For LLM-scale spectral analysis where you're already in bf16, the finite-difference noise is dominated by precision noise of the gradient itself — finite-difference is the right tool. For high-precision eigenvalue claims on small models, use the autograd path in fp32 or fp64.

Reorthogonalization in Lanczos

Without reorthogonalization, classical Lanczos loses orthogonality after enough steps and produces ghost eigenvalues — duplicated copies of converged eigenvalues that pollute the result (Paige 1976). The fix is full Gram-Schmidt against all prior basis vectors after each step, at \(O(m^2 n)\) cost.

lanczos(operator, ..., reorthogonalize=None) defaults to True for max_iter <= 50 and False for larger Krylov dimensions. If you're analyzing a Hessian known to have many near-degenerate eigenvalues — common for transformers — keep reorthogonalization on regardless.

Mixed-precision tradeoffs in iterative algorithms

For top eigenpairs in fp32 / bf16, expect the eigenvalue estimates to inherit roughly the per-matvec relative error compounded across Lanczos steps. Specifically:

  • Lanczos with reorthogonalization: tridiagonal eigenvalues good to ~3-5x the per-matvec error.
  • Power iteration: convergence is exponential in \(|\lambda_2/\lambda_1|^t\); precision noise sets a floor on how close to the true eigenvalue you can get.
  • Hutchinson trace: stochastic noise dominates over precision noise as long as you take enough samples.
  • SLQ density: smoothing washes out per-matvec noise effectively.

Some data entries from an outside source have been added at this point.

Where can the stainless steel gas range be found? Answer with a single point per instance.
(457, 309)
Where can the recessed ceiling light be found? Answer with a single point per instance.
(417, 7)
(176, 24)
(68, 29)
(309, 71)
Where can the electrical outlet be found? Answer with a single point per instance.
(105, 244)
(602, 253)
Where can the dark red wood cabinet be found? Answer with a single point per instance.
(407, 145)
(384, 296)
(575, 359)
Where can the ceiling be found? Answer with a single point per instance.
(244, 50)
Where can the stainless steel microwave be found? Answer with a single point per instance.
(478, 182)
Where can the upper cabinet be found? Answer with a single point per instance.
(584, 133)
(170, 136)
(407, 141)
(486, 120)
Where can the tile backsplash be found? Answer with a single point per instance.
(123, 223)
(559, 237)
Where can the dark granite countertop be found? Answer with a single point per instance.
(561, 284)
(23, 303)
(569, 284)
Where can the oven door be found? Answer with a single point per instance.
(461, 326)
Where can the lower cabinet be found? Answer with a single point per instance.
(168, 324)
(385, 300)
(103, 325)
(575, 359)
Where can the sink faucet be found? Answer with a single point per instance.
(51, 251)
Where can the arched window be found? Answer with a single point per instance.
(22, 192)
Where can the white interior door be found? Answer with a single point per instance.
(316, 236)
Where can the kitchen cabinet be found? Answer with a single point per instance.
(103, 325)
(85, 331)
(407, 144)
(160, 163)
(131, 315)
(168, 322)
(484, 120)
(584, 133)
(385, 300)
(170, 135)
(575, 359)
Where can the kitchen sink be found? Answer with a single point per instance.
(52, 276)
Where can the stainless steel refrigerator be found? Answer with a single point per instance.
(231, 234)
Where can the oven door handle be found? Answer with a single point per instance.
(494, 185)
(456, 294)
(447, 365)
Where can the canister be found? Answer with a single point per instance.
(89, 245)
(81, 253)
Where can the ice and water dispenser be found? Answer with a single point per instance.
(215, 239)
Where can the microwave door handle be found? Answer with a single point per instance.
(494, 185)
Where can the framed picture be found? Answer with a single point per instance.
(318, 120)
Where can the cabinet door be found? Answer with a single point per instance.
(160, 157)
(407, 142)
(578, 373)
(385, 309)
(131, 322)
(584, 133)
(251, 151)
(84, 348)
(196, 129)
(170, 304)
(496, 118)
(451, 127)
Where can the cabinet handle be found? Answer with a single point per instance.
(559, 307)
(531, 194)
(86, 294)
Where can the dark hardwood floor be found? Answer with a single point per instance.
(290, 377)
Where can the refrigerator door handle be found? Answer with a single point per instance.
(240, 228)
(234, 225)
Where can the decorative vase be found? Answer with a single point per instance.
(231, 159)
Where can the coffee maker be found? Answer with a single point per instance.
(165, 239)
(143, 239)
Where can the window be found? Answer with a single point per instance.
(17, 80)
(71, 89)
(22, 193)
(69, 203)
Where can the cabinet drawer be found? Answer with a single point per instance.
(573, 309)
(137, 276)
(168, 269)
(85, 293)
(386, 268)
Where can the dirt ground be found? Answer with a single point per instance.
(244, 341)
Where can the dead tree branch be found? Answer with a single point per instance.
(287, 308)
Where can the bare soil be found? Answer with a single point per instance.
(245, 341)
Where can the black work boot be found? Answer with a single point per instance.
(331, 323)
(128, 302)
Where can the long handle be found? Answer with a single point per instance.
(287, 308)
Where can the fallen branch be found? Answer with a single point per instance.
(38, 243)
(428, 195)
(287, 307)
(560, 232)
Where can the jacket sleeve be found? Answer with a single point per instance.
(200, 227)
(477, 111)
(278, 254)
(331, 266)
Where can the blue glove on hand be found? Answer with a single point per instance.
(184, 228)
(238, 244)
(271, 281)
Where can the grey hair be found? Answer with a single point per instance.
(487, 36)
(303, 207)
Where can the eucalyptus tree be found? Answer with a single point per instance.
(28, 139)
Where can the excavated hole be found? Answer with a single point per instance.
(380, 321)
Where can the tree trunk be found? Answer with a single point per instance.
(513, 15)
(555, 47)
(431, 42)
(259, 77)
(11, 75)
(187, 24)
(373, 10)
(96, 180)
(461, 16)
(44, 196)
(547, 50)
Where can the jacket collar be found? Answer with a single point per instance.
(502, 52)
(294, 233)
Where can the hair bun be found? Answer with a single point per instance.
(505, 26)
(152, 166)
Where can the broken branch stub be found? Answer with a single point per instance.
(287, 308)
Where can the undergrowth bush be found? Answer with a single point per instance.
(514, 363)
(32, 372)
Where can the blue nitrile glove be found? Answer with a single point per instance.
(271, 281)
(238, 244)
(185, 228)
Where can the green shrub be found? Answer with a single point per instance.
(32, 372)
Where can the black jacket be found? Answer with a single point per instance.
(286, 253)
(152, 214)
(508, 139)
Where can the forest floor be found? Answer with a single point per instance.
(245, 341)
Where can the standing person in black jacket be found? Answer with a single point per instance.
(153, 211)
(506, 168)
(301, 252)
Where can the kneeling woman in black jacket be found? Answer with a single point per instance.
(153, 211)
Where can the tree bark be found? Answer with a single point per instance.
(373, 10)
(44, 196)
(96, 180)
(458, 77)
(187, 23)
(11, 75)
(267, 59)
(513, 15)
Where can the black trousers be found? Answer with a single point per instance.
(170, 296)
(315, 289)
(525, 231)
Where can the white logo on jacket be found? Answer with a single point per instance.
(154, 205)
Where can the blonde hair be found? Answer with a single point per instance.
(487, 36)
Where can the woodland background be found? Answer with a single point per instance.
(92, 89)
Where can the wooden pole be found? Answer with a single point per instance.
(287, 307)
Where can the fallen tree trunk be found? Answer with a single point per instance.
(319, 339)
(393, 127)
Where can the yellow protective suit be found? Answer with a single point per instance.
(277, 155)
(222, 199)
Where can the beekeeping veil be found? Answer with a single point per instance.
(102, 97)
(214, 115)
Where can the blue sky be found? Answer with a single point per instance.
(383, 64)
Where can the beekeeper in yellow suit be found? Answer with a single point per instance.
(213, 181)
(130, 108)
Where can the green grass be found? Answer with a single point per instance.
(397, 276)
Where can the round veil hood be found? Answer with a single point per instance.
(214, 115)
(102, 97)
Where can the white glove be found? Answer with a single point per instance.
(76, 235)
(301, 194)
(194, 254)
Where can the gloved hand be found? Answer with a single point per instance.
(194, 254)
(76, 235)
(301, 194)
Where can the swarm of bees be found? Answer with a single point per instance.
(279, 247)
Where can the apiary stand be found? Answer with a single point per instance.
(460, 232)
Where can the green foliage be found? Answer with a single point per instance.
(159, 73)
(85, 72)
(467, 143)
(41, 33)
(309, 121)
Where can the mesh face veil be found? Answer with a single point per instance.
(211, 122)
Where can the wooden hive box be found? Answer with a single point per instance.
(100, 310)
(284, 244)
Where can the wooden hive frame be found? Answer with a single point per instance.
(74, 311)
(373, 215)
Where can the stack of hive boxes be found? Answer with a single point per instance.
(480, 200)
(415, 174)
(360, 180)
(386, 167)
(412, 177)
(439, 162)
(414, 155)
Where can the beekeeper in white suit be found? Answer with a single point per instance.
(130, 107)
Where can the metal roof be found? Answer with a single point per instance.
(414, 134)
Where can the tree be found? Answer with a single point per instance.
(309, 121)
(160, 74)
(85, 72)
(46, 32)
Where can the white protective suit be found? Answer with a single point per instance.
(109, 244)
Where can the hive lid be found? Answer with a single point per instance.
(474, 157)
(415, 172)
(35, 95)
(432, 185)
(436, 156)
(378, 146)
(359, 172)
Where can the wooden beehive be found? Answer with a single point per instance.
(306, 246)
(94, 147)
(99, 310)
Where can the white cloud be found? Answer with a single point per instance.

In practice, for qualitative spectral analysis (sharpness trends, density shape, top-eigenvalue changes during training), fp32 or bf16 is fine. For absolute precision of specific eigenvalues, drop to fp64 on a tractable problem.

References

  • Paige, C. C. (1976). Error analysis of the Lanczos algorithm for tridiagonalizing a symmetric matrix.
  • Granziol & Juarev (2026). Hessian Spectral Analysis at Foundation Model Scale. arXiv:2602.00816.
  • Pearlmutter, B. A. (1994). Fast Exact Multiplication by the Hessian. Neural Computation 6(1).